In [1]:
## pipeline example
from transformers import pipeline
sent=pipeline('sentiment-analysis')
sent(['i hate this subject'])

Downloading:   0%|          | 0.00/629 [00:00<?, ?B/s]

Downloading:   0%|          | 0.00/268M [00:00<?, ?B/s]

Downloading:   0%|          | 0.00/232k [00:00<?, ?B/s]

Downloading:   0%|          | 0.00/48.0 [00:00<?, ?B/s]

[{'label': 'NEGATIVE', 'score': 0.9996384978294373}]

In [2]:
## splitting into steps
#default checkpoint of the sentiment-analysis pipeline is distilbert-base-uncased-finetuned-sst-2-english 
from transformers import AutoTokenizer
checkpoint='distilbert-base-uncased-finetuned-sst-2-english'
tokenizer=AutoTokenizer.from_pretrained(checkpoint)

In [3]:
#Transformer models only accept tensors as input
##All this preprocessing needs to be done in exactly the same way as when the model was pretrained
##To specify the type of tensors we want to get back (PyTorch, TensorFlow, or plain NumPy), we use the return_tensors argument:
raw_inputs = [
    "I've been waiting for a HuggingFace course my whole life.", 
    "I hate this so much!",]
inputs=tokenizer(raw_inputs,padding=True,truncation=True,return_tensors='tf')

There are many different architectures available in 🤗 Transformers, with each one designed around tackling a specific task.
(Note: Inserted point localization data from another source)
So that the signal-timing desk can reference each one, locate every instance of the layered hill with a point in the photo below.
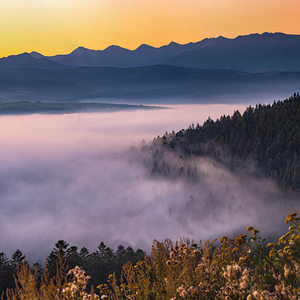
(151, 84)
(212, 70)
(255, 53)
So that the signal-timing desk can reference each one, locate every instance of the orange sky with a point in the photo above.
(59, 26)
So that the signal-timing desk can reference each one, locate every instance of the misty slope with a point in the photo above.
(115, 56)
(269, 52)
(267, 136)
(151, 84)
(255, 53)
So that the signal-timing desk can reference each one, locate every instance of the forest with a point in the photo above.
(244, 267)
(265, 135)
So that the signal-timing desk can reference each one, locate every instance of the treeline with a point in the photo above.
(242, 268)
(98, 264)
(266, 134)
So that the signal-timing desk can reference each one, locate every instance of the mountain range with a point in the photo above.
(258, 64)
Here is a non-exhaustive list:

*Model (retrieve the hidden states)
*ForCausalLM
*ForMaskedLM
*ForMultipleChoice
*ForQuestionAnswering
*ForSequenceClassification
*ForTokenClassification
and others 🤗
For our example, we will need a model with a sequence classification head (to be able to classify the sentences as positive or negative). So, we won’t actually use the TFAutoModel class, but TFAutoModelForSequenceClassification:

In [4]:
from transformers import TFAutoModelForSequenceClassification
checkpoint = "distilbert-base-uncased-finetuned-sst-2-english"
model = TFAutoModelForSequenceClassification.from_pretrained(checkpoint)

Downloading:   0%|          | 0.00/268M [00:00<?, ?B/s]

All model checkpoint layers were used when initializing TFDistilBertForSequenceClassification.

All the layers of TFDistilBertForSequenceClassification were initialized from the model checkpoint at distilbert-base-uncased-finetuned-sst-2-english.
If your task is similar to the task the model of the checkpoint was trained on, you can already use TFDistilBertForSequenceClassification for predictions without further training.


In [5]:
outputs=model(inputs)

In [6]:
print(outputs.logits.shape)

(2, 2)


In [7]:
##postprocessing
outputs.logits

<tf.Tensor: shape=(2, 2), dtype=float32, numpy=
array([[-1.5606962,  1.6122814],
       [ 4.169231 , -3.3464472]], dtype=float32)>

In [8]:
import tensorflow as tf

predictions = tf.math.softmax(outputs.logits, axis=-1)
print(predictions)

tf.Tensor(
[[4.0195383e-02 9.5980465e-01]
 [9.9945587e-01 5.4418424e-04]], shape=(2, 2), dtype=float32)


In [9]:
model.config.id2label

{0: 'NEGATIVE', 1: 'POSITIVE'}